Please note that employee pulse submissions in the anonymous phase cannot be attributed to an individual, which limits our ability to respond to access or deletion requests for them specifically — this is by design.

The SentaView marketing site (sentaview.com) does not use cookies or similar technologies. No data is written to your browser's cookie store, local storage, session storage or IndexedDB when you browse the marketing pages — verified on the current build. Because no cookies or similar technologies are used, no consent banner is required under §25 TDDDG / ePrivacy Directive.

The SentaView application (behind the sign-in) uses session cookies and authentication tokens that are strictly necessary to keep you signed in and to protect your session. These are exempt from consent requirements under the "strictly necessary" exception of §25 (2) TDDDG.

If we ever introduce analytics, A/B testing or any cookie or similar technology that is not strictly necessary, we will add a compliant consent banner with a genuine reject option before the first byte of such technology is loaded, and we will update this section accordingly.

SentaView applies technical and organisational measures appropriate to the sensitivity of the data we process. These include encryption in transit (TLS) and at rest, strict database access rules enforced server-side, audit logging of administrative actions, and minimum-group thresholds to prevent re-identification from aggregates.

We align our controls with the ISO/IEC 27001 framework and intend to pursue formal certification once our scale warrants it. A detailed description of the measures we apply — infrastructure, access controls, sub-processors, backups, incident response — lives on the separate Security page.

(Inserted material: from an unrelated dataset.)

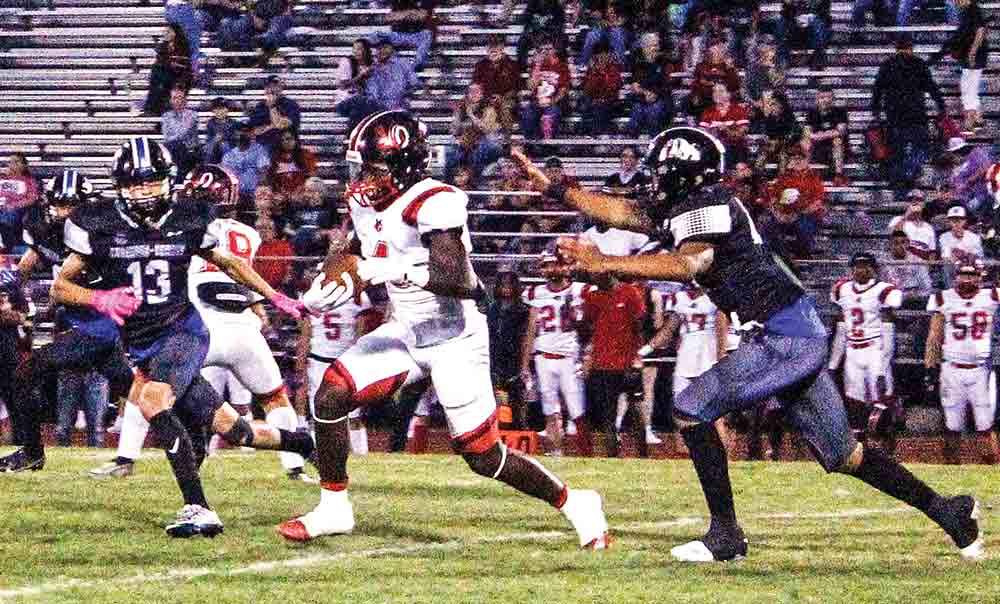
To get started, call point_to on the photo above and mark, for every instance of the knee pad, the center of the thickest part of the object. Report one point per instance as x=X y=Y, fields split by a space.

In the event of a personal-data breach that is likely to result in a risk to the rights and freedoms of affected individuals, we will notify the competent supervisory authority without undue delay and, where feasible, no later than 72 hours after becoming aware of it, in line with Art. 33 GDPR. Affected customers are notified as soon as the scope is established, and in parallel with — not after — authority notification.

SentaView is a workplace product and is not directed at individuals under 16. We do not knowingly collect personal data from children. If you believe that a child has provided us with personal data, please contact us at emil.zawadzki@sentaview.de and we will delete the data promptly.

We may update this policy from time to time — for example, when we add a new sub-processor or change how a product area works. When we make a material change, we will update the "Last updated" date at the top and, where appropriate, notify affected customers by email.